Hamilton — who was the former chief information security officer for Seattle, Washington, from 2006 to 2013 — added that local governments “cannot attract and retain these people when the competition for them is so high, which is why we’ve got to make lots of them.”
‘Not a short term solution’
A variety of education, training and up-skilling programs are already working to address the shortage.
GuidePoint helps train veterans leaving the military for cybersecurity careers. And Critical Insight’s Hamilton runs a nonprofit called Public Infrastructure Security Cyber Education Systems, through which students at five universities get hands-on experience by doing security monitoring of real-time data on local government networks, providing a crucial service for small cities and counties that might not otherwise be able to afford it.
Experts say there’s also an opportunity to bring new talent into the industry by focusing on diversity. Just 25% of cybersecurity professionals are women, so (ISC)2 launched a diversity, equity and inclusion program this year aimed at recruiting and keeping more women in the profession, Rosso said.
“We need to recognize that there is this huge diversity of people that can actually do … this job very well,” Hamilton said, referring to security analysts who monitor traffic on a network to look for behavior that might indicate a bad actor has accessed the system. “As a country, we are not taking very good advantage of the resources that we have.”

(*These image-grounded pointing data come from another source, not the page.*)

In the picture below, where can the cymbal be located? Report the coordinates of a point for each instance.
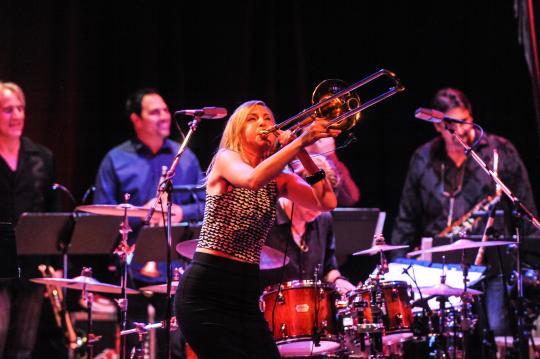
(118, 210)
(376, 249)
(460, 245)
(80, 282)
(270, 258)
(446, 290)
(161, 288)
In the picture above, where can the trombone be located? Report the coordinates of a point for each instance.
(335, 97)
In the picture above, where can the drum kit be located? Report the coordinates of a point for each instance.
(309, 317)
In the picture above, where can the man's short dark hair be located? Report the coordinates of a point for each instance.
(449, 98)
(134, 101)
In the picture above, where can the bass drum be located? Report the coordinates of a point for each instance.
(396, 310)
(294, 310)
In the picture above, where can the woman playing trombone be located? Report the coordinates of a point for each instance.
(217, 298)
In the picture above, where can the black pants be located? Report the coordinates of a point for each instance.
(217, 307)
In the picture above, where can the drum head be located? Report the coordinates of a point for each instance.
(306, 348)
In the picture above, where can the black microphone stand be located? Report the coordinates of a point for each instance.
(521, 338)
(166, 186)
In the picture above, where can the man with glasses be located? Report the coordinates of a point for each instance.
(443, 184)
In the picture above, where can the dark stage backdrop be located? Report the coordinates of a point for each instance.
(78, 60)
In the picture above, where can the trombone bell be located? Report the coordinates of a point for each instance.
(337, 106)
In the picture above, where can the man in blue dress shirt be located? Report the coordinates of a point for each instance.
(135, 167)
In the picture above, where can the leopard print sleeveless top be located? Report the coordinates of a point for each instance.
(238, 222)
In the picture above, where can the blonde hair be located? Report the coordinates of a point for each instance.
(232, 134)
(16, 89)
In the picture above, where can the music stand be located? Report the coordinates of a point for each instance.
(94, 234)
(8, 252)
(151, 244)
(354, 229)
(42, 233)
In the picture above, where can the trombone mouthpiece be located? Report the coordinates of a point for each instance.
(267, 131)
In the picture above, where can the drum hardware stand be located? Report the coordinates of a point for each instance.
(375, 335)
(91, 338)
(521, 338)
(166, 186)
(316, 330)
(441, 343)
(123, 251)
(142, 330)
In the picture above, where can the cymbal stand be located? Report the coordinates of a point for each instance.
(166, 186)
(441, 349)
(376, 295)
(466, 299)
(142, 329)
(520, 211)
(89, 297)
(123, 251)
(316, 333)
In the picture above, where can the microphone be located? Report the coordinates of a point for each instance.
(406, 270)
(210, 113)
(434, 116)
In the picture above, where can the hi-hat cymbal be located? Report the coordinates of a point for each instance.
(376, 249)
(460, 245)
(160, 288)
(446, 290)
(118, 210)
(270, 258)
(82, 282)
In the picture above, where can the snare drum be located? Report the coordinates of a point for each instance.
(293, 310)
(397, 318)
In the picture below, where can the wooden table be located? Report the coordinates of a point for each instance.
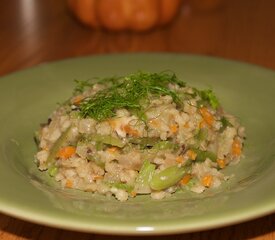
(36, 31)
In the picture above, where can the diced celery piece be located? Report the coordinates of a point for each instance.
(144, 177)
(167, 178)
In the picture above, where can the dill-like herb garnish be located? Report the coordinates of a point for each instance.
(129, 92)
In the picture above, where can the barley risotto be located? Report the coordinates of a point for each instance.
(144, 133)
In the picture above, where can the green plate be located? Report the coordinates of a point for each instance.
(29, 96)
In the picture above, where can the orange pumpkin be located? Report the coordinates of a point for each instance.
(138, 15)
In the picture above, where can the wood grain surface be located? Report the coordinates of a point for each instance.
(38, 31)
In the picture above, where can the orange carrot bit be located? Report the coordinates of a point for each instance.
(154, 122)
(186, 178)
(186, 125)
(236, 148)
(202, 124)
(221, 163)
(179, 159)
(98, 177)
(207, 116)
(69, 184)
(133, 194)
(66, 152)
(207, 180)
(133, 132)
(112, 150)
(191, 154)
(77, 100)
(173, 128)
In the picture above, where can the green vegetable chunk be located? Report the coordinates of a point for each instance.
(225, 123)
(167, 177)
(128, 92)
(52, 171)
(164, 145)
(209, 97)
(202, 155)
(144, 177)
(105, 139)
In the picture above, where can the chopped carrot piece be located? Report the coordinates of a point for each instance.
(202, 124)
(69, 183)
(66, 152)
(112, 123)
(112, 149)
(186, 125)
(173, 128)
(221, 163)
(97, 177)
(191, 154)
(207, 180)
(207, 116)
(133, 132)
(236, 148)
(77, 100)
(186, 178)
(179, 159)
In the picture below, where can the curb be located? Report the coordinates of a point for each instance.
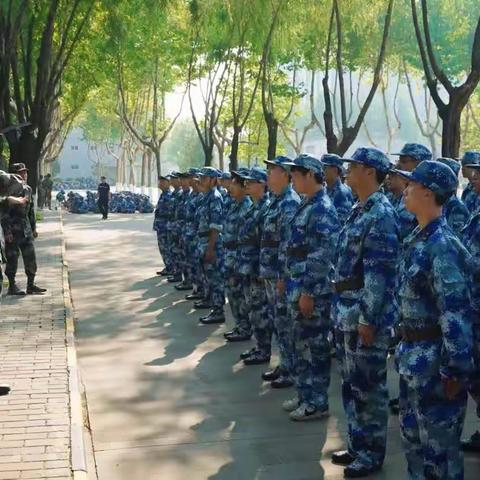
(77, 443)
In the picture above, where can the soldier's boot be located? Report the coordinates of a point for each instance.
(257, 358)
(214, 317)
(185, 285)
(4, 390)
(32, 289)
(238, 336)
(13, 289)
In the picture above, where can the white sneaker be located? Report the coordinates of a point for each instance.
(307, 412)
(290, 405)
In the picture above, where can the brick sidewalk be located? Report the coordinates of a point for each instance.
(35, 417)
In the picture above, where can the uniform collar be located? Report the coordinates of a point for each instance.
(371, 200)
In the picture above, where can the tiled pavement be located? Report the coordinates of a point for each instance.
(34, 418)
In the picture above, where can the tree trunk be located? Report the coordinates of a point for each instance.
(149, 169)
(208, 152)
(143, 180)
(156, 152)
(272, 129)
(451, 126)
(234, 149)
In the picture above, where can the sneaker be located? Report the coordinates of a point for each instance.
(291, 405)
(34, 290)
(14, 290)
(307, 412)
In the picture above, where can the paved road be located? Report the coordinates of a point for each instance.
(168, 398)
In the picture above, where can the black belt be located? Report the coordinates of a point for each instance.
(299, 252)
(353, 283)
(425, 334)
(251, 242)
(270, 243)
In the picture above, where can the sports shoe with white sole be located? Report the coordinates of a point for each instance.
(306, 412)
(291, 405)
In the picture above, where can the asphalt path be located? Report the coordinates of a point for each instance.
(168, 398)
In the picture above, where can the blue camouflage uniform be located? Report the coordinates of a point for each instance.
(309, 271)
(340, 194)
(190, 270)
(365, 274)
(175, 229)
(160, 227)
(436, 344)
(184, 262)
(406, 220)
(454, 210)
(236, 283)
(248, 265)
(471, 239)
(470, 197)
(210, 217)
(275, 228)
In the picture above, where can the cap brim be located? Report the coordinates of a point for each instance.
(275, 164)
(351, 160)
(404, 174)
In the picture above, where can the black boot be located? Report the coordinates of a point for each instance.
(215, 316)
(13, 289)
(32, 289)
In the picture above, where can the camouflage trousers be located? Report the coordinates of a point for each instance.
(431, 427)
(281, 324)
(27, 249)
(214, 283)
(255, 296)
(162, 242)
(175, 251)
(235, 288)
(474, 384)
(365, 397)
(311, 354)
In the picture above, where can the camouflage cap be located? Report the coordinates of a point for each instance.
(279, 161)
(370, 157)
(242, 172)
(257, 174)
(332, 160)
(436, 176)
(309, 162)
(417, 151)
(450, 162)
(209, 172)
(470, 158)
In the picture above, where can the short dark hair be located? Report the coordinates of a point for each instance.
(441, 200)
(381, 176)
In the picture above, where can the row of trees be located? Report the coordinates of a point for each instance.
(247, 70)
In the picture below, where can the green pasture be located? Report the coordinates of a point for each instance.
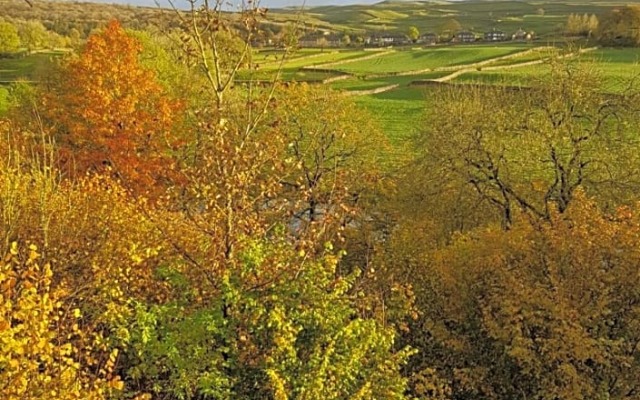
(399, 113)
(31, 67)
(423, 59)
(356, 83)
(545, 18)
(4, 100)
(316, 58)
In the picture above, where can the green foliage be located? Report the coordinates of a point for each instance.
(9, 39)
(298, 337)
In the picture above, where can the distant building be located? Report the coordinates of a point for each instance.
(520, 34)
(428, 38)
(495, 36)
(464, 37)
(387, 40)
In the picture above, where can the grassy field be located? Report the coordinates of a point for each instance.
(32, 67)
(4, 100)
(545, 18)
(615, 67)
(423, 59)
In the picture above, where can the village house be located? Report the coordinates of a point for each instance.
(464, 37)
(521, 34)
(387, 39)
(495, 36)
(428, 38)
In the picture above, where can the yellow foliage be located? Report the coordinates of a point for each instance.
(38, 360)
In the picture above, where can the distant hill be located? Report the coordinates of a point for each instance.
(263, 3)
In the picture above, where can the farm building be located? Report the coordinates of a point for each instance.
(428, 38)
(521, 34)
(464, 37)
(387, 40)
(494, 36)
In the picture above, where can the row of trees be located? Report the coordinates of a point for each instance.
(172, 234)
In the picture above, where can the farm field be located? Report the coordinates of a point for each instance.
(615, 66)
(432, 58)
(400, 110)
(30, 67)
(545, 18)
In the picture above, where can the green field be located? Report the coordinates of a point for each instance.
(4, 100)
(614, 66)
(545, 18)
(423, 59)
(32, 67)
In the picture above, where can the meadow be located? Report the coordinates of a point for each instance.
(399, 109)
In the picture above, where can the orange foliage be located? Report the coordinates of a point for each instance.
(111, 114)
(546, 310)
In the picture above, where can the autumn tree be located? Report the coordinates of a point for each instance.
(108, 113)
(534, 151)
(413, 34)
(9, 39)
(295, 335)
(545, 310)
(39, 336)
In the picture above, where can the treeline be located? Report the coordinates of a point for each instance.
(170, 234)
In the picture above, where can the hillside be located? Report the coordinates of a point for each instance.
(545, 18)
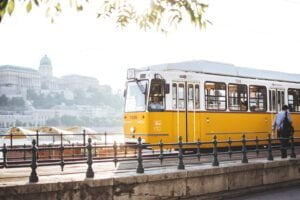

In the meantime, as the industry works to grow its labor force, it could be a huge opportunity for service and software provider companies that can help firms beef up their cybersecurity protocols without hiring their own teams.
Because even with existing training programs, the global cybersecurity labor gap is expected to grow by 20% to 30% annually over the next several years, (ISC)2’s Rosso said. Experts say both the public and private sectors must invest more in growing the industry’s workforce.
Portions of President Joe Biden’s $2 trillion American Jobs Plan could help. The infrastructure proposal includes $20 billion for state, local and tribal governments to update and improve cybersecurity controls for their energy systems.
Still, experts say more needs to be done, suggesting a broad rethinking of education systems from elementary school through higher education to include more cybersecurity training.
“Sadly, there’s not a short-term solution,” GuidePoint’s Orme said. “I think we need to take a long-term view of it — as a lot of our adversaries do — to say, how can we systematically build the next generation and the generation after that and create a flywheel of qualified security talent that will be entering the workforce over the next 50 to 100 years?”